Gross Domestic Product (GDP) is the value of the all final goods and services produced within the boundary of a nation during one year period. For India, this calendar year is from 1st April to 31st March.

It is also calculated by adding national private consumption, gross investment, government spending and trade balance (exports-minus-imports).

The use of the exports-minus-imports factor removes expenditures on imports not produced in the nation, and adds expenditures of goods and service produced which are exported, but not sold within the country.

It will be better to understand the terms used in the concept, ‘gross’, which means same thing in Economics and Commerce as ‘total’ means in Mathematics; ‘domestic’ means all economic activities done whithin the boundary of a nation/country and by its own capital; ‘product’ is used to define ‘goods and services’ together; and ‘final’ means the stage of a product after which there is no known chance of value addition in it.

The different uses of the concept of GDP are as given below:

(i) Per annum percentage change in it is the ‘growth rate’ of an economy.
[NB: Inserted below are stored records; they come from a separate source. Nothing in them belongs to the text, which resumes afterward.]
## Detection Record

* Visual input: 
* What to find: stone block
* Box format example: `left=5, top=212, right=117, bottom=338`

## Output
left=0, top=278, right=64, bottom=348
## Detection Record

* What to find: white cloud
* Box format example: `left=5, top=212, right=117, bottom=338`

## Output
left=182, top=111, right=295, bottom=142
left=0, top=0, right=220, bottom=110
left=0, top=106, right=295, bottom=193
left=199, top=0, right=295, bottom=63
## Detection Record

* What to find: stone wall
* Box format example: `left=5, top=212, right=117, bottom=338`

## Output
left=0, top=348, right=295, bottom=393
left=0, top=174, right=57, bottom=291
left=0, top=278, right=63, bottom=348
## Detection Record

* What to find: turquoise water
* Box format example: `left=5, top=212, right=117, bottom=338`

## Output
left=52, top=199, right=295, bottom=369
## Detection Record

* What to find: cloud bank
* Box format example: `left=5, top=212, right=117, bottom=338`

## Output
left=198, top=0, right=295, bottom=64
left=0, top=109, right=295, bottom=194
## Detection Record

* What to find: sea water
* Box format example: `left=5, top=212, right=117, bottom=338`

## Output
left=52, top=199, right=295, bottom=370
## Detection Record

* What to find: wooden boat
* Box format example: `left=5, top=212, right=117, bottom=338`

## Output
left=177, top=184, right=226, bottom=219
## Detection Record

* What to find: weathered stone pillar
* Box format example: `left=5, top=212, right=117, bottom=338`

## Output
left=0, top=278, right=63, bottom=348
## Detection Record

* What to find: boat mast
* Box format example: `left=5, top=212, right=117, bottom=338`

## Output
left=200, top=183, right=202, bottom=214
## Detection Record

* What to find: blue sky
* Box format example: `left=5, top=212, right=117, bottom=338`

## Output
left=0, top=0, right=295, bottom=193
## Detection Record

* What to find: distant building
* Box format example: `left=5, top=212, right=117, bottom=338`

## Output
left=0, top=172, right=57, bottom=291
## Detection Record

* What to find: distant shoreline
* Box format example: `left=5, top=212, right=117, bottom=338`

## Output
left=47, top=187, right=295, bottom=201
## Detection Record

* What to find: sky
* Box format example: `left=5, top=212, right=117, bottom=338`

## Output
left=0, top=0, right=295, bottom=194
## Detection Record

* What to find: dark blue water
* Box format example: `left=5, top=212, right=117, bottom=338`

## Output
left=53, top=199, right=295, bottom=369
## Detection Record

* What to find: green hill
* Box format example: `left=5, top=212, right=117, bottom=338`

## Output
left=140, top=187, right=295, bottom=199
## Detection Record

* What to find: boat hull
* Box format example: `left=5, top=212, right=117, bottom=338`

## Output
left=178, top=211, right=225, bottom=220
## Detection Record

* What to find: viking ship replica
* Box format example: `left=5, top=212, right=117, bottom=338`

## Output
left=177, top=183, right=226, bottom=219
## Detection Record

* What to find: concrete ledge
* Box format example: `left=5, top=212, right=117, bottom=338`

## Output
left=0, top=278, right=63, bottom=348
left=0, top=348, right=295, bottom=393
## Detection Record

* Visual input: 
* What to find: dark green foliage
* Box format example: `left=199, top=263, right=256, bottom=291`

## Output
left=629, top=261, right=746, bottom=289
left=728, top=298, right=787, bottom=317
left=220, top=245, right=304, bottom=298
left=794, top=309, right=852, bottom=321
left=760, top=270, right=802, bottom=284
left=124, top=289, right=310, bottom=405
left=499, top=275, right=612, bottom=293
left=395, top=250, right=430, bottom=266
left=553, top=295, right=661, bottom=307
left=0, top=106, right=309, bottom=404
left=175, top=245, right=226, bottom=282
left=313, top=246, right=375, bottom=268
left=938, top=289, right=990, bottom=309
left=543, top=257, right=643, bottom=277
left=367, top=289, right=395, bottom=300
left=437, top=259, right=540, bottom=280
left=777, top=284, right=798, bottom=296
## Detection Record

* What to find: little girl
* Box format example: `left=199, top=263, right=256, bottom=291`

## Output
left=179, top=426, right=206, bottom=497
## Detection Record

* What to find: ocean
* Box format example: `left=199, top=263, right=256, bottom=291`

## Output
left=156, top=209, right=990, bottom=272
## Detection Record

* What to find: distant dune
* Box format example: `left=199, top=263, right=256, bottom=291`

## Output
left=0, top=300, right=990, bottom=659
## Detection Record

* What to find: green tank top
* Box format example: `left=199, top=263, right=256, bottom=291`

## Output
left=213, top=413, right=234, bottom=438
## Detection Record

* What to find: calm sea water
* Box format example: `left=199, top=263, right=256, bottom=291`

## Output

For example, if a country has a GDP of Rs. 107 which is 7 rupees higher than the last year, it has a growth rate of 7 per cent. When we use the term ‘a growing’ economy, it means that the economy is adding up its income, i.e., in quantitative terms.

(ii) It is a ‘quantitative’ concept and its volume/size indicates the ‘internal’ strength of the economy. But it does not say anything about the ‘qualitative’ aspects of the goods and services produced.

(iii) It is used by the IMF/WB in the comaparative analyses of its member nations.